Were Tocchet to eventually want to cycle di Giuseppe further down the lineup, Höglander does make sense as an option to replace him in the top-six. In this scenario, we might want to see him on the wing with Elias Pettersson and Andrei Kuzmenko, bumping Mikheyev down to the Miller-Boeser line.
But, for the time being, di Giuseppe has earned and maintained his spot. That means that more minutes for Höglander are probably going to have to come out of the bottom-six.
One intriguing possibility for this is the impending return of Teddy Blueger to the lineup. Blueger, like Höglander, plays a game that is heavy on the forecheck. One can definitely imagine a unit of Blueger, Höglander, and either Sam Lafferty or Conor Garland being hell for opponents to contend with down-low. That’s also a unit that can definitely handle more than ten minutes a game, and could even fit well enough as the “third line” in a top-nine setup.
But there’s only so many minutes to go around. Elevating the minutes of this line would mean fewer minutes to pass around to the likes of Pius Suter, Anthony Beauvillier, and Dakota Joshua.
But maybe that’s fair. Each of those players has received significantly more on-ice opportunity than Höglander so far in 2023/24, and yet it is Höglander who continues to get the most out of his minutes.
It’s also worth noting here that Höglander is still just 22 years old, and presumably still on the upswing of his career and development as an NHL talent.
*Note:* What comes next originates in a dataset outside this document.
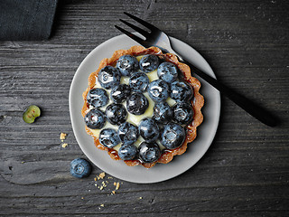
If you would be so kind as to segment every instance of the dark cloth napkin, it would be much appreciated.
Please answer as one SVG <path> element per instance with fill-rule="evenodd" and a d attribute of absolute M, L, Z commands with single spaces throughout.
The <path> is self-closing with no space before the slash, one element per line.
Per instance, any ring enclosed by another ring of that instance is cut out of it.
<path fill-rule="evenodd" d="M 0 41 L 45 40 L 58 0 L 0 0 Z"/>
That means that any additional ice-time given to him now can be seen as a long-term investment and continued preparation for him to play a larger role in the years to come, whereas the returns of other players are more singularly focused on the 2023/24 campaign.
So, to summarize, Höglander has both earned more minutes and needs more minutes, but actually getting them requires more than that. It requires those minutes being carved out of other players’ schedules and handed off. Or, it requires an injury or two, after which a lot of this discussion becomes moot — unless it’s Höglander himself who gets hurt.
Stay healthy, and the opportunities will come for Höglander. In the meantime, he’s making plenty due with what he has on hand.